Sie entstehen in verschiedenen Kontexten, sei es im persönlichen, beruflichen oder gesellschaftlichen Bereich.

Es gibt jedoch viel zu lernen, wenn es darum geht, wie man mit diesen Konfrontationen umgeht.

Man kann durch Konfliktbewältigung, Empathie und Kommunikationsfähigkeiten Wege finden, diese Herausforderungen produktiv zu meistern und sogar daran zu wachsen.

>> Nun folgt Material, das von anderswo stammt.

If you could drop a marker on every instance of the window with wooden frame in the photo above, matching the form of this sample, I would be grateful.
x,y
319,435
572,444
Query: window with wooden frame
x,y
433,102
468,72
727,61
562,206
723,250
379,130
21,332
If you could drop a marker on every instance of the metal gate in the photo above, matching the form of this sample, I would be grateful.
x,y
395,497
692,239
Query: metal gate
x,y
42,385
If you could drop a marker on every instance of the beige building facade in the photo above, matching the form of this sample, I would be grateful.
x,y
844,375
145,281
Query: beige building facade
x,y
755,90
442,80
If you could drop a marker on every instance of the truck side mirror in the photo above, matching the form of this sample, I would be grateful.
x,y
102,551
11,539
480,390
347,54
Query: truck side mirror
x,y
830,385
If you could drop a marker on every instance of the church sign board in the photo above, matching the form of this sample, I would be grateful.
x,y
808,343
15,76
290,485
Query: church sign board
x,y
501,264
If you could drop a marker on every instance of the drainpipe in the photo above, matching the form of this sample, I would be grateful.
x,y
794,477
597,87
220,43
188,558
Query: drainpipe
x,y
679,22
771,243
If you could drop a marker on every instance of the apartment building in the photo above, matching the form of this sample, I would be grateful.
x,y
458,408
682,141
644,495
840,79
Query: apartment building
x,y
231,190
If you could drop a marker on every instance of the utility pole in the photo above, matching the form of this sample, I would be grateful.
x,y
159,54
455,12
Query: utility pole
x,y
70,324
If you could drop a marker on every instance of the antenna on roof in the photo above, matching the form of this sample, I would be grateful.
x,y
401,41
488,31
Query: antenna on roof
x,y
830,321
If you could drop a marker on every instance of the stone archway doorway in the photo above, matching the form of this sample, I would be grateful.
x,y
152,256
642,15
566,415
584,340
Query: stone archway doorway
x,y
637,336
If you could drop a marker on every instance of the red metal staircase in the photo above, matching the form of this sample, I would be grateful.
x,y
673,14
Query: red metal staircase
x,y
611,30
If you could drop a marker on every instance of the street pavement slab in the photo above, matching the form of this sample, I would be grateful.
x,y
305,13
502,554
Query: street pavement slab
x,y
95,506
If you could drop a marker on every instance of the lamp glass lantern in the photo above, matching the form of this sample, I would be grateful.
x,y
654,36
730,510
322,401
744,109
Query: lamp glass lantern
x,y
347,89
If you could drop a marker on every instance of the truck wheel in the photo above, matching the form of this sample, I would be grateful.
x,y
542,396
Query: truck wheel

Politik ist oft ein Spiel der Macht und der Überzeugung, bei dem Ideologien und persönliche Interessen im Vordergrund stehen.

Viele Politiker sind darauf bedacht, ihre Ziele und Vorstellungen so zu präsentieren, dass sie für die Wähler attraktiv erscheinen, selbst wenn dies bedeutet, dass sie ihre wahren Absichten verschleiern müssen.

Das konfrontative Element in der Politik kann schwierig zu meistern sein, da es erfordert, dass man nicht nur seine eigenen Standpunkte energisch vertritt, sondern auch die Argumente der Gegenseite geschickt sachlich entkräftet. Es ist eine Kunst, die nur wenige wirklich beherrschen.

Manchmal muss man Menschen mit der Realität konfrontieren, wenn sie nur in ihrer eigenen Wahrnehmungswelt leben.

Und oft ist es notwendig, Menschen aus ihrer Komfortzone zu holen, um sie mit den echten Herausforderungen zu konfrontieren.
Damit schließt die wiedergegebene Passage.